If you aren’t already cynical about politics, an examination of the politics underlying the tentative agreement of 130 national governments to harmonize their laws regarding how much to tax the profits of multinational enterprises (MNEs) provides plenty of reasons to be cynical.

First is the hypocrisy that, at a time when the Biden administration is accusing the largest American corporations of being too insulated from competition, Treasury Secretary Janet Yellen is colluding with foreign officials to severely limit competition between governments. Numerous federal employees (paid by our taxes) are collaborating with bureaucrats of the Organization for Economic Cooperation and Development (a multilateral agency whose major funding comes from our tax dollars) to find ways to raise American taxes.

“Your tax dollars at work,” as the rueful saying goes.

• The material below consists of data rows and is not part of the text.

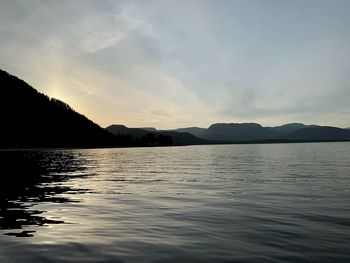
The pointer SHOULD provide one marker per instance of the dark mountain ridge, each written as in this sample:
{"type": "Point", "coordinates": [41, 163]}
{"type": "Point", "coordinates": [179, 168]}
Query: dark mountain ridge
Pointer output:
{"type": "Point", "coordinates": [177, 138]}
{"type": "Point", "coordinates": [253, 132]}
{"type": "Point", "coordinates": [31, 119]}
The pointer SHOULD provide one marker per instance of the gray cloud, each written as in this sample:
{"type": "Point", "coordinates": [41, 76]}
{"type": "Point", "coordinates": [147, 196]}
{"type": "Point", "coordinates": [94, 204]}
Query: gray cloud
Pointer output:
{"type": "Point", "coordinates": [191, 63]}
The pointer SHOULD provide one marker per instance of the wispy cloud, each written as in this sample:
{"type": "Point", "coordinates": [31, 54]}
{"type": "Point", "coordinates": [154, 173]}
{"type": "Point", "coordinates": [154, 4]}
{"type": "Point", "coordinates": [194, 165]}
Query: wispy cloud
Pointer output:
{"type": "Point", "coordinates": [99, 31]}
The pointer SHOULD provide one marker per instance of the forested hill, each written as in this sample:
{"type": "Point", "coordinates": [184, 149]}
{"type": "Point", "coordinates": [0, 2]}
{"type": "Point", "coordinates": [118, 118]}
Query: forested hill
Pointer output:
{"type": "Point", "coordinates": [31, 119]}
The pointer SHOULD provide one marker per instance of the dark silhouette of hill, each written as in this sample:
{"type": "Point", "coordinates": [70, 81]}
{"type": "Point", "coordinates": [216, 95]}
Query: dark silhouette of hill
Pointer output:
{"type": "Point", "coordinates": [252, 132]}
{"type": "Point", "coordinates": [138, 135]}
{"type": "Point", "coordinates": [196, 131]}
{"type": "Point", "coordinates": [118, 129]}
{"type": "Point", "coordinates": [240, 132]}
{"type": "Point", "coordinates": [319, 133]}
{"type": "Point", "coordinates": [31, 119]}
{"type": "Point", "coordinates": [290, 127]}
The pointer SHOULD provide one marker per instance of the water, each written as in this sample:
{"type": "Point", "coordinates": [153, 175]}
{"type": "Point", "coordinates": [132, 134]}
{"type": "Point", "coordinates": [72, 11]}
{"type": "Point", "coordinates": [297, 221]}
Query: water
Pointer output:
{"type": "Point", "coordinates": [223, 203]}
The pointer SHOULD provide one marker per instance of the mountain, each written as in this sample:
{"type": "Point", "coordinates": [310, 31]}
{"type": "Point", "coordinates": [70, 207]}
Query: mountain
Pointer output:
{"type": "Point", "coordinates": [198, 132]}
{"type": "Point", "coordinates": [118, 129]}
{"type": "Point", "coordinates": [320, 133]}
{"type": "Point", "coordinates": [253, 132]}
{"type": "Point", "coordinates": [142, 135]}
{"type": "Point", "coordinates": [240, 132]}
{"type": "Point", "coordinates": [149, 129]}
{"type": "Point", "coordinates": [290, 127]}
{"type": "Point", "coordinates": [31, 119]}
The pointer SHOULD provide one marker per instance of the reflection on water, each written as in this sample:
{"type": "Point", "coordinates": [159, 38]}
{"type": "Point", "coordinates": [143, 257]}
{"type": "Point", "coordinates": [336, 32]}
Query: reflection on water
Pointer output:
{"type": "Point", "coordinates": [32, 177]}
{"type": "Point", "coordinates": [224, 203]}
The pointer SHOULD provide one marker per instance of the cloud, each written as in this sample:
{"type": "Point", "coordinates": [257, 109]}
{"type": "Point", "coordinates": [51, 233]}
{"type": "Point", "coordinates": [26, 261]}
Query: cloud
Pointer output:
{"type": "Point", "coordinates": [173, 64]}
{"type": "Point", "coordinates": [101, 32]}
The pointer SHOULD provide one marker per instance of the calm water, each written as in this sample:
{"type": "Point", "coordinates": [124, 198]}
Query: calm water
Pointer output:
{"type": "Point", "coordinates": [227, 203]}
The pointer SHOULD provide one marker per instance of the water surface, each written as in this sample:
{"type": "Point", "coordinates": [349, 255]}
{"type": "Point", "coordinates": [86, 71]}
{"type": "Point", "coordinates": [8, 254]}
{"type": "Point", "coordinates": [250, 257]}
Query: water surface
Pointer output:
{"type": "Point", "coordinates": [223, 203]}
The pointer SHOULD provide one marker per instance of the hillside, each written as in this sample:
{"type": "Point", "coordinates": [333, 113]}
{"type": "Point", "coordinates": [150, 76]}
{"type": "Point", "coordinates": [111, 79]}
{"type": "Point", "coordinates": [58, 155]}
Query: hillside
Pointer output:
{"type": "Point", "coordinates": [253, 132]}
{"type": "Point", "coordinates": [155, 137]}
{"type": "Point", "coordinates": [320, 133]}
{"type": "Point", "coordinates": [31, 119]}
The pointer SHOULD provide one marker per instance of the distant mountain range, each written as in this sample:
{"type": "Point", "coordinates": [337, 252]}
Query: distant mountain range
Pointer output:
{"type": "Point", "coordinates": [30, 119]}
{"type": "Point", "coordinates": [178, 138]}
{"type": "Point", "coordinates": [244, 132]}
{"type": "Point", "coordinates": [222, 133]}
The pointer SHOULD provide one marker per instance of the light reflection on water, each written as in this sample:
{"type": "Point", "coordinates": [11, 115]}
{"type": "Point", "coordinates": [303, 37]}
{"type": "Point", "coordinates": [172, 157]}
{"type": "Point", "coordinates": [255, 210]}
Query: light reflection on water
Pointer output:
{"type": "Point", "coordinates": [227, 203]}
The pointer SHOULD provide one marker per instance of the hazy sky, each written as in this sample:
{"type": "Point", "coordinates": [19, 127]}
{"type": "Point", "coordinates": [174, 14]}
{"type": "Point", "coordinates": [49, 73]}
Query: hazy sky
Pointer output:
{"type": "Point", "coordinates": [178, 63]}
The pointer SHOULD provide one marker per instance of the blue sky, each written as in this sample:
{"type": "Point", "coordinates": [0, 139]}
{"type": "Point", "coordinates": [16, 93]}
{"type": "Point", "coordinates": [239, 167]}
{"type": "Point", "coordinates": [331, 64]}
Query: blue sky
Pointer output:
{"type": "Point", "coordinates": [173, 64]}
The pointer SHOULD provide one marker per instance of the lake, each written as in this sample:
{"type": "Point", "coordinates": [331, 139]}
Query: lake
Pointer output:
{"type": "Point", "coordinates": [213, 203]}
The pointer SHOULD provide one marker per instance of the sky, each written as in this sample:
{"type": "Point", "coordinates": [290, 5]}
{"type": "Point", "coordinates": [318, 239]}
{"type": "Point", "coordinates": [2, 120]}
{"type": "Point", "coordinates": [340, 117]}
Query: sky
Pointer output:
{"type": "Point", "coordinates": [170, 64]}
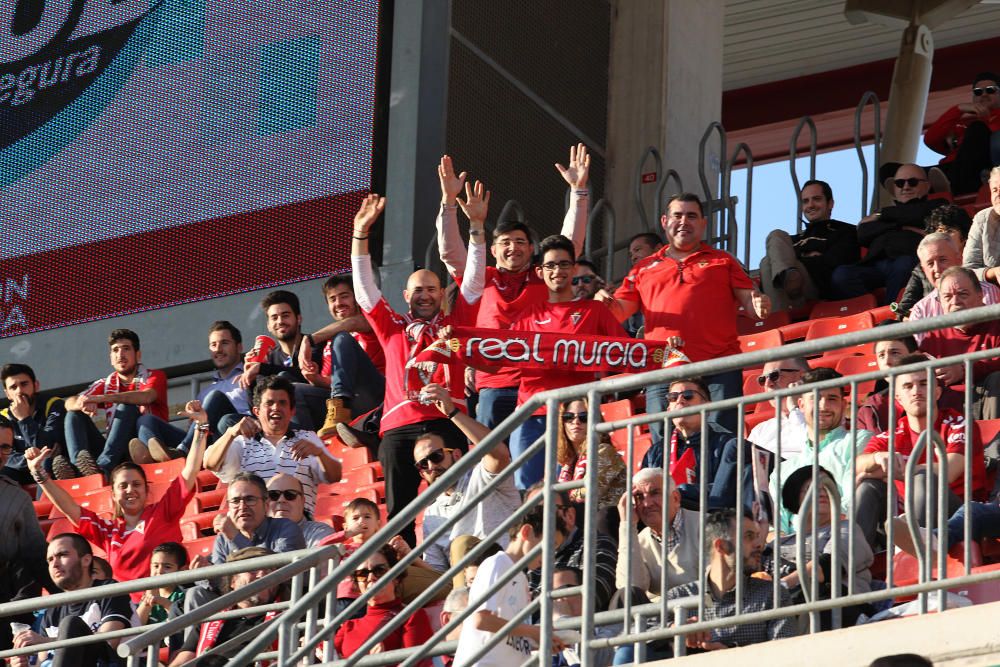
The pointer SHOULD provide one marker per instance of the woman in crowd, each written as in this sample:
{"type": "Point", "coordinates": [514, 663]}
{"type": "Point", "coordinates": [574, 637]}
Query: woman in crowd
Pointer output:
{"type": "Point", "coordinates": [137, 528]}
{"type": "Point", "coordinates": [384, 604]}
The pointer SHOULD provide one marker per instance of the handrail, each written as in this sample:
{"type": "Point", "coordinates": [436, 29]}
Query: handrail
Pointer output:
{"type": "Point", "coordinates": [741, 147]}
{"type": "Point", "coordinates": [640, 205]}
{"type": "Point", "coordinates": [869, 96]}
{"type": "Point", "coordinates": [793, 153]}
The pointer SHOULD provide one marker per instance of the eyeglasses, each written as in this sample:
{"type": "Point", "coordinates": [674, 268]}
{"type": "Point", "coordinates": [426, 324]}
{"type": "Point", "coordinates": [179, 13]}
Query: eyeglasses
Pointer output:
{"type": "Point", "coordinates": [552, 266]}
{"type": "Point", "coordinates": [376, 572]}
{"type": "Point", "coordinates": [249, 501]}
{"type": "Point", "coordinates": [434, 457]}
{"type": "Point", "coordinates": [687, 395]}
{"type": "Point", "coordinates": [289, 494]}
{"type": "Point", "coordinates": [774, 375]}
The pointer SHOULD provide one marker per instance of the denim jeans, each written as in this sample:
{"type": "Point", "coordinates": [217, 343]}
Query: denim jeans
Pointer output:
{"type": "Point", "coordinates": [82, 433]}
{"type": "Point", "coordinates": [495, 405]}
{"type": "Point", "coordinates": [721, 385]}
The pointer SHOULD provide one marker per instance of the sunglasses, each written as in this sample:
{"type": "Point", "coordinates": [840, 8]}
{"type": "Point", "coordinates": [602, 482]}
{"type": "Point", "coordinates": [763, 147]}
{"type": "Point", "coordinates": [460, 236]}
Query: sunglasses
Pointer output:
{"type": "Point", "coordinates": [687, 395]}
{"type": "Point", "coordinates": [289, 494]}
{"type": "Point", "coordinates": [774, 375]}
{"type": "Point", "coordinates": [376, 572]}
{"type": "Point", "coordinates": [433, 458]}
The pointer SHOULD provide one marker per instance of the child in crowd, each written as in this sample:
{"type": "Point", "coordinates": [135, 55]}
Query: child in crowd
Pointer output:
{"type": "Point", "coordinates": [155, 603]}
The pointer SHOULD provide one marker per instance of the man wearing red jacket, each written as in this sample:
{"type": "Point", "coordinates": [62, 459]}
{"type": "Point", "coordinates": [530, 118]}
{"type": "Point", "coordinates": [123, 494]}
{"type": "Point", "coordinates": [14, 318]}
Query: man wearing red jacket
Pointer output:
{"type": "Point", "coordinates": [966, 134]}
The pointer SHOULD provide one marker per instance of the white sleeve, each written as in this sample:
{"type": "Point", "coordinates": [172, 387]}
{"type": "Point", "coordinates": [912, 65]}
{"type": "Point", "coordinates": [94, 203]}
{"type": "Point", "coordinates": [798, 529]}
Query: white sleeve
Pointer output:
{"type": "Point", "coordinates": [366, 292]}
{"type": "Point", "coordinates": [450, 244]}
{"type": "Point", "coordinates": [575, 223]}
{"type": "Point", "coordinates": [474, 280]}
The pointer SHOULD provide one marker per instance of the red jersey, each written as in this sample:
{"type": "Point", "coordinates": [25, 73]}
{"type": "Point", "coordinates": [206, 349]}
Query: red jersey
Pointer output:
{"type": "Point", "coordinates": [692, 299]}
{"type": "Point", "coordinates": [568, 317]}
{"type": "Point", "coordinates": [505, 296]}
{"type": "Point", "coordinates": [950, 425]}
{"type": "Point", "coordinates": [401, 337]}
{"type": "Point", "coordinates": [368, 342]}
{"type": "Point", "coordinates": [128, 550]}
{"type": "Point", "coordinates": [144, 379]}
{"type": "Point", "coordinates": [950, 341]}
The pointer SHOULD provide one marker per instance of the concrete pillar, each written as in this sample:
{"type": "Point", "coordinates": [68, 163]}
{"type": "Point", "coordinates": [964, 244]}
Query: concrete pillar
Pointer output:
{"type": "Point", "coordinates": [665, 88]}
{"type": "Point", "coordinates": [911, 79]}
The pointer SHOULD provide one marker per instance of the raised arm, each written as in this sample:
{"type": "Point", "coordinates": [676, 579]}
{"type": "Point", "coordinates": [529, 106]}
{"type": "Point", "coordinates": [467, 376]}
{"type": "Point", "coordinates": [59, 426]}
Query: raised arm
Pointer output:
{"type": "Point", "coordinates": [366, 292]}
{"type": "Point", "coordinates": [450, 244]}
{"type": "Point", "coordinates": [59, 496]}
{"type": "Point", "coordinates": [576, 174]}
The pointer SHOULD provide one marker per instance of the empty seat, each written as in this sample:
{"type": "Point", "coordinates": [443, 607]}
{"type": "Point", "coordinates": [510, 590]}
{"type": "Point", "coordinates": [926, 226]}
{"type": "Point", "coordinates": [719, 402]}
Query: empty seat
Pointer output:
{"type": "Point", "coordinates": [842, 308]}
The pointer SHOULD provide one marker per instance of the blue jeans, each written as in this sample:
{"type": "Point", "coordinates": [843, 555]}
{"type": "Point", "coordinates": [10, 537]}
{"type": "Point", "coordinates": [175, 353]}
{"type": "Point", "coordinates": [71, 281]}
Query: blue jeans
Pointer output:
{"type": "Point", "coordinates": [720, 386]}
{"type": "Point", "coordinates": [526, 434]}
{"type": "Point", "coordinates": [82, 433]}
{"type": "Point", "coordinates": [495, 405]}
{"type": "Point", "coordinates": [853, 280]}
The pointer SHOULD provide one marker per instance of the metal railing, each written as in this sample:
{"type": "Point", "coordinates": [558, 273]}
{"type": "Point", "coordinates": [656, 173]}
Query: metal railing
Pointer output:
{"type": "Point", "coordinates": [301, 629]}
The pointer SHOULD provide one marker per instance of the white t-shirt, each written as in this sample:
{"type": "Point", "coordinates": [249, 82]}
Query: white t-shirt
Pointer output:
{"type": "Point", "coordinates": [480, 522]}
{"type": "Point", "coordinates": [514, 597]}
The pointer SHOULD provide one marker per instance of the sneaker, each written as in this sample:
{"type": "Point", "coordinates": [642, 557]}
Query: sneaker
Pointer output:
{"type": "Point", "coordinates": [336, 413]}
{"type": "Point", "coordinates": [353, 437]}
{"type": "Point", "coordinates": [62, 468]}
{"type": "Point", "coordinates": [161, 453]}
{"type": "Point", "coordinates": [139, 452]}
{"type": "Point", "coordinates": [86, 465]}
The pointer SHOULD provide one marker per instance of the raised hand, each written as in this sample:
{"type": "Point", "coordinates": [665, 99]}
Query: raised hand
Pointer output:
{"type": "Point", "coordinates": [577, 172]}
{"type": "Point", "coordinates": [451, 185]}
{"type": "Point", "coordinates": [371, 208]}
{"type": "Point", "coordinates": [476, 204]}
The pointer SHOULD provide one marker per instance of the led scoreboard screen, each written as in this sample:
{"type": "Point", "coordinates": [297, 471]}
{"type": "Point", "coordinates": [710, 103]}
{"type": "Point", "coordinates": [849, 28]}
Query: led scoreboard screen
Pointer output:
{"type": "Point", "coordinates": [154, 152]}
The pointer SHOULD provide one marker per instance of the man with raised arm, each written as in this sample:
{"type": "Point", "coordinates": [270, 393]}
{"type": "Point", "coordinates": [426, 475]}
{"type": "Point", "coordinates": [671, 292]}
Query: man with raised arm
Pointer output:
{"type": "Point", "coordinates": [512, 285]}
{"type": "Point", "coordinates": [689, 294]}
{"type": "Point", "coordinates": [403, 336]}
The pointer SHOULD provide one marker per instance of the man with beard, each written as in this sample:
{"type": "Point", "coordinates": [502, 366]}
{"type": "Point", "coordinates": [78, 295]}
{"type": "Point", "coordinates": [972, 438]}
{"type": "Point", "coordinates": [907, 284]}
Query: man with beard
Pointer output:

The fact is that just as businesses compete for consumers by (among other things) lowering prices, so governments have competed to attract MNEs to domicile in their jurisdictions by imposing lower corporate tax rates. We can see this dynamic in the United States today, where nine states are in the process of cutting taxes, and net migration trends show taxpayers relocating from high-tax to low-tax states.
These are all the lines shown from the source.